Aim: Recent climate projections have shown that the distribution of organisms in island biotas is highly affected by climate change. Here, we present the results of the analysis of niche dynamics of a plant group, Memecylon on Sri Lanka, an island, using species occurrences and climate data. We aim to determine which climate variables explain current distribution, model how climate change impacts the availability of suitable habitat for Memecylon, and determine conservation priority areas for Sri Lankan Memecylon.

Location: Sri Lanka

Methods: We used georeferenced occurrence data of Sri Lankan Memecylon to develop ecological niche models and assess both current and future potential distributions under six climate change scenarios in 2041-2060 and 2061-2080. We also overlaid land-cover, and protected area maps and performed a gap analysis to understand the impacts of land-cover changes on Memecylon distributions and propose new areas for conservation.
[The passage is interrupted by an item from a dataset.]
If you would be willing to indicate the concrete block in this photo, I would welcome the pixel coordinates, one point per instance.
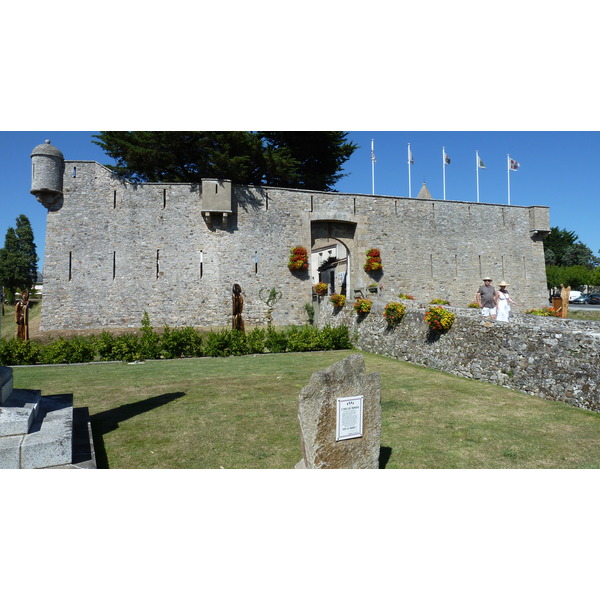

Results: Differences among suitable habitats of Memecylon were found to be related to patterns of endemism. Under varying future climate scenarios, endemic groups were predicted to experience habitat shifts, gains, or losses. The narrow endemic Memecylon restricted to the montane zone were predicted to be the most impacted by climate change. Projections also indicated that changes in species’ habitats can be expected as early as 2041-2060. Gap analysis showed that while narrow endemic categories are considerably protected as demonstrated by their overlap with protected areas, more conservation efforts in Sri Lankan forests containing wide endemic and non-endemic Memecylon are needed.

Main conclusions: This research helped clarify general patterns of responses of Sri Lankan Memecylon to global climate change. Data from this study are useful for designing measures aimed at filling the gaps in forest conservation on this island.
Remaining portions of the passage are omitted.